Walk through a manual check of your website to uncover accessibility barriers automated testing tools may miss

How to conduct a manual test

Simple manual tests do not require extensive accessibility knowledge, expensive software solutions, or a suite of assistive technology applications.

However, it’s not feasible or realistic to perform manual tests on every single webpage. Start by reviewing some of these key pages:

  • Site templates
  • Interactive forms
  • Dynamic content pages
  • Pages with dialog modals and alert notifications
  • Key entry and exit pages (including account login and recovery pages)
  • Help and assistance pages

Webpages that receive a significant amount of traffic or page views may also be candidates for manual testing while using automated testing for other pages. 

Follow the guide below to manually assess your webpages or download a printable checklist

Simple manual tests for websites

The following manual tests can be performed quickly and easily to determine if any accessibility issues exist that would limit the participation of individuals with disabilities.

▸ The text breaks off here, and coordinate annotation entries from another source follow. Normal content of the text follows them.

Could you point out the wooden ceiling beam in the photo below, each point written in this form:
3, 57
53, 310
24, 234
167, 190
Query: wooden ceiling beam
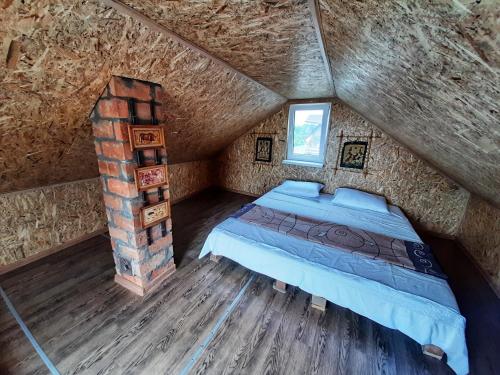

Alternative text is provided for all images and appropriately describes the content and/or purpose of the image.

Headings, Links, and Text

  • Headings are properly marked using the appropriate HTML H1-H6 elements and are used to group and organize page content.
  • Hyperlinks have unique or descriptive text. The purpose of the link can be determined from its text. For example, link text such as “Read more” and “Click here” is not descriptive.
  • All text content has sufficient contrast with background colors.
  • When webpages are zoomed to 200%, the text content and interactive elements are still visible and functional.

Keyboard Interactions

  • The browser focus indicator is visible and distinguishable when navigating all interactive elements with the keyboard.
  • All interactive elements (links, buttons, accordions, etc.) are operable using the keyboard.
  • Modal dialogs windows correctly retain keyboard focus when open and can be closed using the Esc key.
  • Time-out notifications allow at least 20 seconds for the user to modify or extend the interaction time period using a simple keypress.


  • Form fields have persistently visible labels that do not disappear when you start typing.
  • When a form displays input errors, those errors are identified and focus is directed back to the invalid field.

Media and Animation

  • Audio files have accurate transcripts on the page.
  • Videos include accurate captions.
  • Any moving, flashing or blinking content lasting for more than five seconds (including carousels, pop-up notifications, or auto-play videos) have a mechanism to pause, stop, or hide that animation or movement.


  • A page title is present in the browser tab that is unique and appropriate to the page content and/or task.
  • A “Skip Navigation” solution is present for pages with repeated navigation.